Reviewed by Wesley Rothman
Dara Wier’s You Good Thing wrestles down language, or is entangled, ensnared, enraptured by it. She warps syntax and thought, and maybe emotion, into postures that at first feel impossible. Wier has toyed with her poetic body to an incredible extent, and You Good Thing serves as an interactive exhibition of what it means to make poems, most importantly as a social human being. This is nothing like overwrought, humanless, machine poetry. It is the mad science of language.
Certainly, the sonnet is the guise for each of these poems, and the form functions much like a consistently sized and shaped canvas for a painting exhibition. What the artist does differently with a seemingly uniform structure becomes a reader’s primary concern. And Wier does not ease up or hold back from linguistic and contemplative complexity, from meaningful acrobatics.
Readers are met with a geometric sketch by Fernando Pessoa and the collection’s epigraph “by the longest possible route.” We follow this longest route, without section breaks and without much clear guidance (or perhaps with complete guidance, unbeknownst to us) from the speaker, the poet, the progression of these pieces. It is clear, however, that pronouns dominate these poems. In nearly every instance there is a we, an I, a you. Relations never fully reveal themselves, but prove pivotal to the goings on of each poem. We begin. “Not a Verbal Equivalent” tows us into the book with its first word and line (my italics):
You said one thing as a way of not saying something else
And, as first in the series, this poem establishes the collection’s perpetual concern with the nature of language, its abilities and inabilities to interpret and/or communicate thought and feeling.
Throughout the book, and often within a single poem, the reader can sense the speaker’s pendulum-like shift from complete faith in language to a very serious skepticism of its capacity. Language swings from clear, confident, and straightforward
We hold these birds in our fretful keeping
(from “Stainless Steel Spiders”)
through hazy, just-out-of-reach tangibility
Why do you believe? When a perfectly sane person, you, Asks me today, has a supernatural experience ever had you?
(from “You Are Our 3rd Destination and Our 9th Destiny”)
to grasping, urgent uncertainty
We pass by there, look here, what’s this my fingers
Are saying to my thumb, you know those famous silent
Skies, hear a twisted engine’s contortions discharging
Ignition ignition
(from “Without You”).
Wier perhaps never loses faith in language, but tries to find a limit to its uses, grabs the perceived boundaries of it and pulls it like Stretch Armstrong over many miles, maybe full continents. The poet drives some kind of serious and important skepticism, I think, not only of language, but of perception and the human place in space and time.

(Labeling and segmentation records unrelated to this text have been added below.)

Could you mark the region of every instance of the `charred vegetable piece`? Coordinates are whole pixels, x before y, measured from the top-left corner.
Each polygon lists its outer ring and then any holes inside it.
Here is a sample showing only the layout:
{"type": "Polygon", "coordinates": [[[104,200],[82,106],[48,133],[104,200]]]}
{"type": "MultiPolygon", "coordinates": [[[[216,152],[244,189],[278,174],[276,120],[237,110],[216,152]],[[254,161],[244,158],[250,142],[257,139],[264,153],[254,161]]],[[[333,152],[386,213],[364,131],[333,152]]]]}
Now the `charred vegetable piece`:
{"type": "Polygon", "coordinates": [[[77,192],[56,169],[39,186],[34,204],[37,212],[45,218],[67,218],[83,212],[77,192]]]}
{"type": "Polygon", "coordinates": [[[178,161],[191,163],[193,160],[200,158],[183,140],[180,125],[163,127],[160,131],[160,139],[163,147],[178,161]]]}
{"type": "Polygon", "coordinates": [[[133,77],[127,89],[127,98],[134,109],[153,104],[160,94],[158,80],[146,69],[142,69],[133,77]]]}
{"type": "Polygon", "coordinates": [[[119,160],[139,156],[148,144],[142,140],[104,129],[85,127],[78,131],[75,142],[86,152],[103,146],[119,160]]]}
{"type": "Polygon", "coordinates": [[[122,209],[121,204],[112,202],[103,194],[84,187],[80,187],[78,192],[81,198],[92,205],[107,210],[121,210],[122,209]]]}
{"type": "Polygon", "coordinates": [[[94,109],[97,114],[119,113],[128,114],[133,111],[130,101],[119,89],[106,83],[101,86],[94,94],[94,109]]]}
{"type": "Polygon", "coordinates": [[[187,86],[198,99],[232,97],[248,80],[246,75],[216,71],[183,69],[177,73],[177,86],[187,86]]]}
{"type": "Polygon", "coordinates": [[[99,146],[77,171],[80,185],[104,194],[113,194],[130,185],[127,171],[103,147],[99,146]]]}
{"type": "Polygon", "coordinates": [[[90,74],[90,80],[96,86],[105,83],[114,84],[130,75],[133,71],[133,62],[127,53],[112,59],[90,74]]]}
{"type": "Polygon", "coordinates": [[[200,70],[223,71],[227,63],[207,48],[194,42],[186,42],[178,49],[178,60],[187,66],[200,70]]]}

Wier gives us a book. While reading it we pass time while in space. We take the book with us, set it down with ourselves on the train, in a bed, with a couch. Throughout the book people are moving, time is passing, and those people are affecting time and the space around them. We are given the collection title in “Oblivious Conclusion” after the speaker says,
I suspect
It might be a result of times we picked up the river and put it down
Where no river has ever been. I wonder. If in a hundred years you’ll want
To move the river again[…]
You swiped the river and pounded it on rocks. You good thing.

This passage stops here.